Nell'ambito dell'attuazione interna dei nuovi trattati UE, le parti sociali hanno raggiunto, nel corso di decine di riunioni, un compromesso che prevede 13 misure di protezione salariale. In qualità di parte sociale rappresentante i datori di lavoro, anche l'USAM ha approvato questo compromesso. Tuttavia, l'USAM si è opposta fin dall'inizio alla 14a misura. Il risultato della consultazione dà ragione all'USAM: tre quarti dei partecipanti alla consultazione che si sono espressi in merito respingono la misura 14.

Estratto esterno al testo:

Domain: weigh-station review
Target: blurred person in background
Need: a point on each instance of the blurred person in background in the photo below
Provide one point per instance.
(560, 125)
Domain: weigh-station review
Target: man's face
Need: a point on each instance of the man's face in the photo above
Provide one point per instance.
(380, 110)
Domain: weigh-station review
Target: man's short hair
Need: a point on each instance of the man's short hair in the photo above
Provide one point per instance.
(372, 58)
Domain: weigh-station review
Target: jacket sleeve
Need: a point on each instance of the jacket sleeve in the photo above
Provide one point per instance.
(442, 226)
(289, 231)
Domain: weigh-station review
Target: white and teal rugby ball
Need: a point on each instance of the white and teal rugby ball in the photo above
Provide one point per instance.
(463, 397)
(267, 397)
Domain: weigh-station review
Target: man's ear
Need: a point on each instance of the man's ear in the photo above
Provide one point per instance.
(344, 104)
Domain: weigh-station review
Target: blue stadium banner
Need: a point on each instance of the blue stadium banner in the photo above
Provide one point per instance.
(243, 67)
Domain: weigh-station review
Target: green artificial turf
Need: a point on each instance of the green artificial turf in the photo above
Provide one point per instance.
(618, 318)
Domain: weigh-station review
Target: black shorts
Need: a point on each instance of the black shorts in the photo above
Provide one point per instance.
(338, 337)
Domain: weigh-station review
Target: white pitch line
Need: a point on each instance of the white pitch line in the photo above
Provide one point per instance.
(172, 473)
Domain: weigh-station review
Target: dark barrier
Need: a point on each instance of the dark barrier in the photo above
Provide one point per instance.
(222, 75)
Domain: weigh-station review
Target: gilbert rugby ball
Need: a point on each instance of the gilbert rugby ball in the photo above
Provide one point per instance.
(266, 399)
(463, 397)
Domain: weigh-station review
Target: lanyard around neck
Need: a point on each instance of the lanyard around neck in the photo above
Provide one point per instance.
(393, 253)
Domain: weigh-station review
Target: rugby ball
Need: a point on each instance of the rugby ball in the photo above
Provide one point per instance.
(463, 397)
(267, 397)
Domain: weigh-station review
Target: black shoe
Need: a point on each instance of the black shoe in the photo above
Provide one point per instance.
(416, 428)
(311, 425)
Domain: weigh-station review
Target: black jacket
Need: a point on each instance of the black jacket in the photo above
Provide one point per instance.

Anche una versione attenuata va nella direzione sbagliata

Con questa misura i sindacati mirano a rafforzare la protezione contro il licenziamento. In particolare, intendono estendere la protezione contro il licenziamento ai rappresentanti eletti dei lavoratori, ai membri della parte dei lavoratori di un organo di un istituto paritetico di previdenza professionale e ai membri dei comitati nazionali di settore che operano nell'ambito di un contratto collettivo di lavoro generalmente vincolante.

È semplicemente una costrizione dei sindacati.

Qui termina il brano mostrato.